File-sharing pioneer BitTorrent Inc. has been sold to Justin Sun, a blockchain entrepreneur best known for the Tron platform and its TRX cryptocurrency. The acquisition closed last week and staff has been notified of the deal, Variety has learned. Company representatives and Sun didn’t respond to repeated requests for comment.

Word about a possible acquisition of BitTorrent first got out last month, when TorrentFreak reported that Sun was pursuing the company. Sun first started talking to BitTorrent in September of last year, and signed a letter of intent to acquire it in January. The deal was briefly held up when BitTorrent started talking to additional bidders, which led to Sun filing for a temporary restraining order, arguing that BitTorrent agreed to not pursue any other offers.

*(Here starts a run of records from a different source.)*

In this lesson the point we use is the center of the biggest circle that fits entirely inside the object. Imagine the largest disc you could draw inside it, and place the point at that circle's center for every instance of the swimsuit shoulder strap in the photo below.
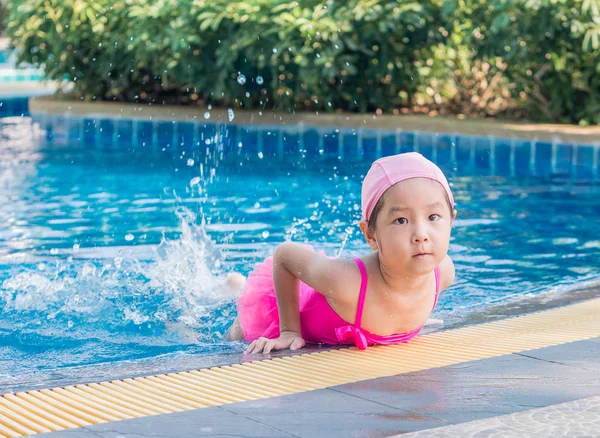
(363, 291)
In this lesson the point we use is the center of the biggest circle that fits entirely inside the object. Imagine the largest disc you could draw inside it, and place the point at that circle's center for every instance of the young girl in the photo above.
(385, 297)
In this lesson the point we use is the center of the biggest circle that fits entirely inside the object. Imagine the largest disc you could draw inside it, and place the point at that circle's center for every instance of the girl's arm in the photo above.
(292, 263)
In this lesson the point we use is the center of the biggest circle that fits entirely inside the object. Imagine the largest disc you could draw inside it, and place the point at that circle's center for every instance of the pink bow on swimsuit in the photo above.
(350, 334)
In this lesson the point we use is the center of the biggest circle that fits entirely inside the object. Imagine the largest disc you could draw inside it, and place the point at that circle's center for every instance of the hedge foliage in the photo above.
(534, 58)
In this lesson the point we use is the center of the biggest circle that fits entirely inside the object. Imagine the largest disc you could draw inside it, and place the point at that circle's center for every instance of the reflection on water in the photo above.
(119, 256)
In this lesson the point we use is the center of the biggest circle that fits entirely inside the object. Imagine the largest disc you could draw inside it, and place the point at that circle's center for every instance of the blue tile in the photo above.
(125, 132)
(106, 130)
(310, 138)
(185, 134)
(369, 143)
(585, 161)
(229, 138)
(164, 133)
(89, 131)
(388, 144)
(407, 142)
(444, 150)
(350, 144)
(502, 157)
(330, 143)
(424, 142)
(144, 133)
(74, 128)
(482, 152)
(249, 139)
(522, 157)
(271, 140)
(564, 159)
(291, 142)
(463, 149)
(543, 158)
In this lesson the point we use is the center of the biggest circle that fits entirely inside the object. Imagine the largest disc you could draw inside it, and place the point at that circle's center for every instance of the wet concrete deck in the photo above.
(475, 395)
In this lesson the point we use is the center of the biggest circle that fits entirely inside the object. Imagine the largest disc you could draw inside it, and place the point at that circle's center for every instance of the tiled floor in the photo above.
(465, 394)
(578, 418)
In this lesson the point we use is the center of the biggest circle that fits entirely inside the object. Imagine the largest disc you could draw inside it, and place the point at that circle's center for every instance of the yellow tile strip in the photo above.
(32, 412)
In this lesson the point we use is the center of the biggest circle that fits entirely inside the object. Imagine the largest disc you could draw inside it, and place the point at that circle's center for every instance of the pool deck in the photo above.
(532, 375)
(553, 391)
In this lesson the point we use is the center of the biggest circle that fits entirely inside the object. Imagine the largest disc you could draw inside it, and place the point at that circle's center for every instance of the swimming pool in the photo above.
(112, 253)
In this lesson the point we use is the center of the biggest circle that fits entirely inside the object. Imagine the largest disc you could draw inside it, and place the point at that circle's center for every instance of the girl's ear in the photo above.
(369, 236)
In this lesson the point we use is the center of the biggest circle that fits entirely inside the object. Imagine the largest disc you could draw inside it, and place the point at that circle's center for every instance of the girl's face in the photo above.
(412, 230)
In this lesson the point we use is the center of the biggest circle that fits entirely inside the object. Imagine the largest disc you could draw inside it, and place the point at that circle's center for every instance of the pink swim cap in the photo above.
(387, 171)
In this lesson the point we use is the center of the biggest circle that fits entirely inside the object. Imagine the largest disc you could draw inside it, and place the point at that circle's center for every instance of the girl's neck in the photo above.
(399, 282)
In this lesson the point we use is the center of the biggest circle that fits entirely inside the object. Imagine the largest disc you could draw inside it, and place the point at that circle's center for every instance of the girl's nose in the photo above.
(420, 236)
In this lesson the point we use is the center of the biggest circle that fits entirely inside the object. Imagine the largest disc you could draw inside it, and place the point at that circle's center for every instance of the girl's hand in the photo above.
(287, 339)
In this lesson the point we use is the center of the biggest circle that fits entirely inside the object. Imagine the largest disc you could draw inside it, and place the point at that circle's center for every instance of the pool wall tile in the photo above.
(290, 140)
(463, 150)
(502, 156)
(144, 131)
(310, 141)
(423, 143)
(165, 134)
(106, 131)
(407, 142)
(124, 132)
(73, 129)
(564, 159)
(350, 144)
(491, 155)
(482, 149)
(543, 158)
(90, 128)
(522, 160)
(584, 161)
(186, 135)
(271, 142)
(444, 149)
(371, 144)
(388, 144)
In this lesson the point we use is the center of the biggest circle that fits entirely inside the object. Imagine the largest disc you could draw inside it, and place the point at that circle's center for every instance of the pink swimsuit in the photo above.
(258, 315)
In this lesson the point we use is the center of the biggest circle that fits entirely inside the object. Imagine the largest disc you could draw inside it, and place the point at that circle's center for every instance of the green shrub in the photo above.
(538, 58)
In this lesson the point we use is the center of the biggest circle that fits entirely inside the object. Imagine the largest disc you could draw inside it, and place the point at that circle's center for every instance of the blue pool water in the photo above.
(117, 254)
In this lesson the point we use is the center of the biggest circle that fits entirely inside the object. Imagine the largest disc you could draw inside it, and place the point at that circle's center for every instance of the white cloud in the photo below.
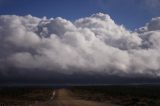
(91, 44)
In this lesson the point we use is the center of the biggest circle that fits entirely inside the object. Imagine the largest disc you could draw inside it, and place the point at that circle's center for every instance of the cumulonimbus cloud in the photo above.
(94, 44)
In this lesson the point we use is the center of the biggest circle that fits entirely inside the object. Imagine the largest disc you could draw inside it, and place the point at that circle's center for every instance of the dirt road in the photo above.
(62, 97)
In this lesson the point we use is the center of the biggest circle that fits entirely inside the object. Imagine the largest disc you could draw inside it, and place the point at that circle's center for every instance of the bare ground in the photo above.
(63, 98)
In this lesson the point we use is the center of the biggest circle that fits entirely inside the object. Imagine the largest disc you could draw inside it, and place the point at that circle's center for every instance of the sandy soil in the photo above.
(62, 97)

However, Sun ultimately dropped its lawsuit, and proceeded to register a company called Rainberry Acquisition Inc. Coincidentally, BitTorrent had renamed its corporate entity to Rainberry Inc. at the beginning of last year.

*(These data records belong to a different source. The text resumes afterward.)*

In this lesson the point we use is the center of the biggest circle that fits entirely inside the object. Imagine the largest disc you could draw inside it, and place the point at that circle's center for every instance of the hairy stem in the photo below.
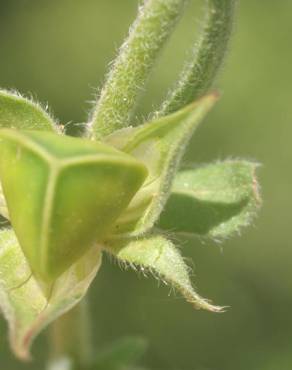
(126, 79)
(207, 56)
(70, 340)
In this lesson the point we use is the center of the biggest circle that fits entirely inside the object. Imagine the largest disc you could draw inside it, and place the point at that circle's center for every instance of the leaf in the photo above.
(215, 200)
(121, 355)
(160, 257)
(63, 194)
(20, 113)
(22, 299)
(160, 145)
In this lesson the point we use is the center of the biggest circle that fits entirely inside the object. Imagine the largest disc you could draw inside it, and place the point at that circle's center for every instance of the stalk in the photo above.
(207, 57)
(70, 340)
(126, 78)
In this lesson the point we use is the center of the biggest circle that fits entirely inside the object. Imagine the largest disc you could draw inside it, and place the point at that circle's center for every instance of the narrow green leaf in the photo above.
(130, 70)
(63, 194)
(122, 354)
(215, 200)
(20, 113)
(160, 257)
(3, 205)
(208, 54)
(22, 300)
(159, 145)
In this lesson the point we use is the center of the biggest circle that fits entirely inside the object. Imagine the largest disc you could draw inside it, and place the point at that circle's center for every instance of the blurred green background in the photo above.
(58, 51)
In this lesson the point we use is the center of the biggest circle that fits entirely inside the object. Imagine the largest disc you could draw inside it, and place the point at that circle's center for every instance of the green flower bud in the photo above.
(63, 194)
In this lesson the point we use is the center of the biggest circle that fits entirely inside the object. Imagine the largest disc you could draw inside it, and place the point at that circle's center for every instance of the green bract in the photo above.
(64, 201)
(63, 194)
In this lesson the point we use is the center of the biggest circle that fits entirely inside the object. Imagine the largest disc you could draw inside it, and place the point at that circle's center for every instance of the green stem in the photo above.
(126, 79)
(70, 340)
(208, 54)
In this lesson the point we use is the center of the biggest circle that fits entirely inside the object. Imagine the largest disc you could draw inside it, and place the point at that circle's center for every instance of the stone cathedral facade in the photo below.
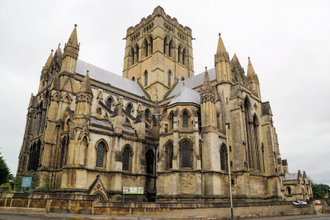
(159, 126)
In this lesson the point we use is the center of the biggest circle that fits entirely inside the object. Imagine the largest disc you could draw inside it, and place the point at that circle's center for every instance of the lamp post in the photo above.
(229, 172)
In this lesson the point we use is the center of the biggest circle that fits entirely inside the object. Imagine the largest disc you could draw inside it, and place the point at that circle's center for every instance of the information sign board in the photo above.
(133, 190)
(26, 181)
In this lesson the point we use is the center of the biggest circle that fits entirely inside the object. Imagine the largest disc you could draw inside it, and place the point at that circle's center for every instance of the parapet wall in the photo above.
(80, 204)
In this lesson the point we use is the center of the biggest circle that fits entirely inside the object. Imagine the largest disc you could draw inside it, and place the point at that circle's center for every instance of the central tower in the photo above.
(158, 53)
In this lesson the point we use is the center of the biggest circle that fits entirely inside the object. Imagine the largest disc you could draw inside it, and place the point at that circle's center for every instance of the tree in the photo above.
(4, 171)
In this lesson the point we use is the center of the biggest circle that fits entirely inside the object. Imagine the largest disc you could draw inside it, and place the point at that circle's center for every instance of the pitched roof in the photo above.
(107, 77)
(291, 176)
(186, 95)
(192, 82)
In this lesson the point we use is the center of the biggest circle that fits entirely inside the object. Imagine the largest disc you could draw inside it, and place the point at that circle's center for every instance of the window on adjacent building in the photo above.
(100, 154)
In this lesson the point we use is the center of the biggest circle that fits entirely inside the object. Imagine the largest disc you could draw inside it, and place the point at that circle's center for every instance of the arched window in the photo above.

Last week, Sun’s Rainberry Acquisition filed a change of status with the California Secretary of State due to a merger. Rainberry Inc., the company that owns BitTorrent, also filed for a merger on the very same day, strongly suggesting that the two companies had merged.

Variety has now learned that Sun has indeed acquired BitTorrent, with BitTorrent management informing staff about the deal last week. However, staffers have been advised not to talk to the press, according to a source with knowledge of the transaction. Some of the company’s shareholders have also since been contacted by the transfer agent hired for the deal.

Financial details about the acquisition weren’t immediately available, but Sun does have enough pocket change to pick up BitTorrent and its assets. The total market cap of his TRX cryptocurrency is currently around $4.78 billion, $1.65 billion of which are being held by Sun’s Tron Foundation.

The foundation claims that it wants to build what it calls a “decentralized internet,” allowing developers to build blockchain-based applications. It’s unclear how exactly Tron plans to integrate with BitTorrent.

The deal is just the latest in a long and tumultuous corporate history for BitTorrent. The company raised millions a decade ago to build an entertainment business on top of its P2P. Those plans failed and BitTorrent was forced to lay off much of its staff, and recapitalize, in 2008. In the following years, BitTorrent proceeded to grow its business through ads and bundled software, at one point reaching 150 million monthly active users.

In 2016, two outside investors acquired one of the original investor’s stake in the company. Those investors not only got seats on BitTorrent’s board, but also briefly became co-CEOs of the company and spearheaded an expensive expansion into the media space, including the opening of a Los Angeles production facility. Those efforts ultimately faltered; both CEOs were fired that same year, and the company shut down its L.A. studio space and effectively shuttered its media operations.

BitTorrent also proceeded to shut down its live streaming business last year. Some of the core technology for BitTorrent Live had been developed by BitTorrent founder Bram Cohen, who has since moved on from the company. Cohen is now CEO of Chia, a cryptocurrency company with no relations to Sun’s Tron.